Depuis sa victoire de l’an dernier et son 2e titre avec 2005, le Paris FC maintient sa présence dans cette coupe et le sort lui a facilité la tâche en l’opposant au SM Caen (D3), créé en 2019 pour la section féminine. Les voilà donc en demi-finale.

C’est sans souci sportif, qu’au stade d’Ormano, les parisiennes avec un nombre conséquents de joueuses laissées au repos (Clara Matéo, Mylène Chavas, Anaële Le Moguédec, Klaudia Jedlinska ou Théa Greboval), ont pris le meilleur rapidement par leur attaquante, Lorena Azzaro (15e, 28e), attendant leur future opposante en 1/2 : soit Dijon ou le Paris Saint Germain.

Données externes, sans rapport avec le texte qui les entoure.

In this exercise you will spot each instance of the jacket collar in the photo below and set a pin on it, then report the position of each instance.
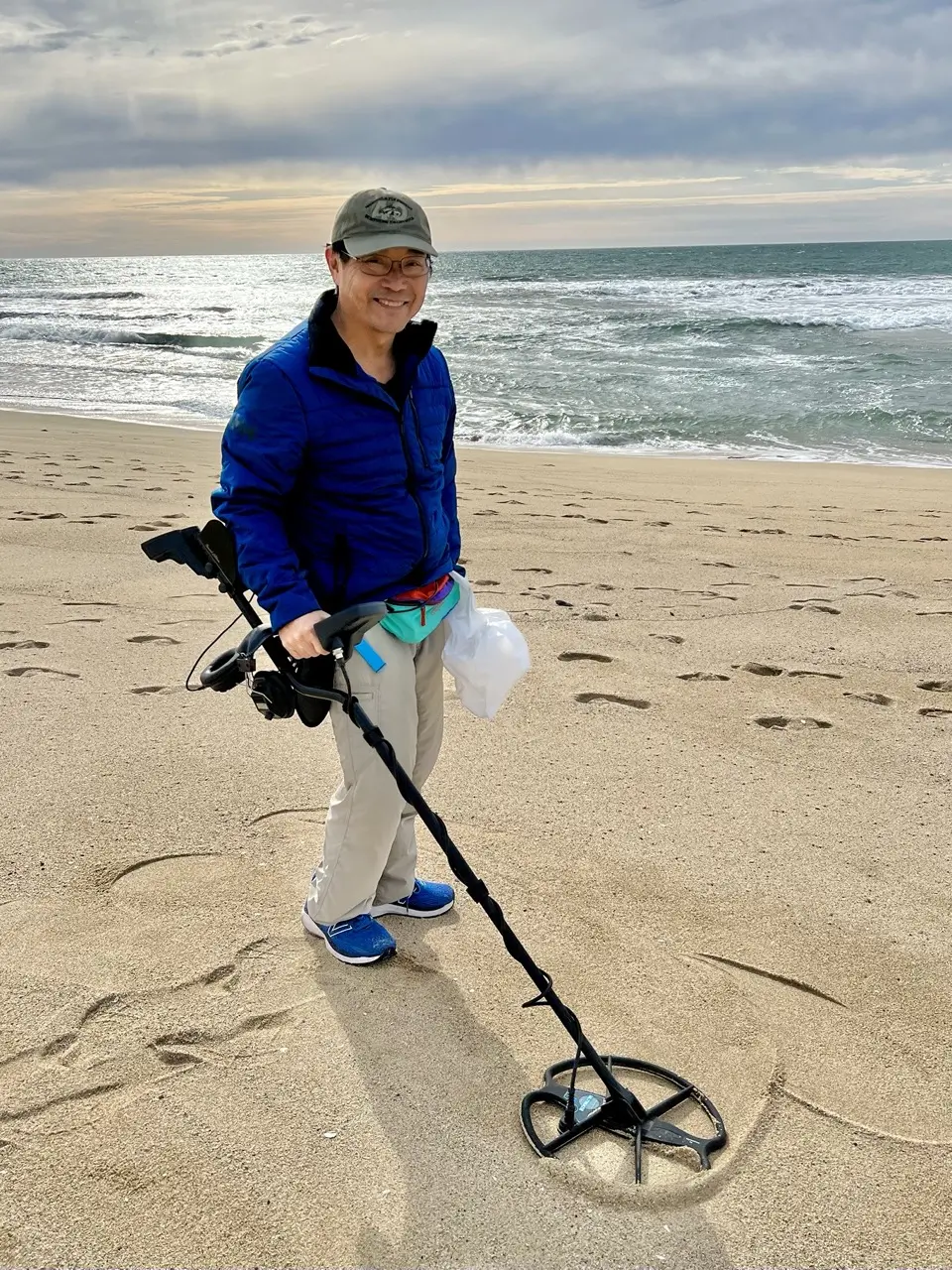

Strasbourg a bénéficié aussi d’une gestion des joueuses, puisque le FC Nantes, second du championnat, a mis au repos Lucie Calba, Imane Saoud et Mélissa Bethi. Une gestion qui a permis aux strasbourgeoises de l’emporter (0-1, Inès Konan) et de se qualifier pour les demis, dans l’attente de la prochaine opposition, mercredi 18, entre OL Lyonnes et le Havre, pour connaître don adversaire.

On peut retrouve donc les équipes leaders du championnat (OL certainement, Paris FC et Paris SG certainement). Nantes aurait pu s’infiltrer mais les fins de saison sont difficiles pour les clubs féminins français (à l’exception de l’OL), compte tenu que le nombre de joueuses ne permet pas de suivre avec les mêmes ambitions, toutes les compétitions.

La surprise serait que Dijon et le Havre se glissent en demi-finale.

Le football féminin français regarde avec intérêt, l’autre compétition,l’enjeu du calendrier du championnat, avec quatre équipes très proches, pour trois places européennes dont la première a été pris par l’Olympique Lyonnais Lyonnes, et un play-off à quatre qui n’est pas garanti avec quatre journées à jouer dans le futur et Fleury, pas loin du quatuor.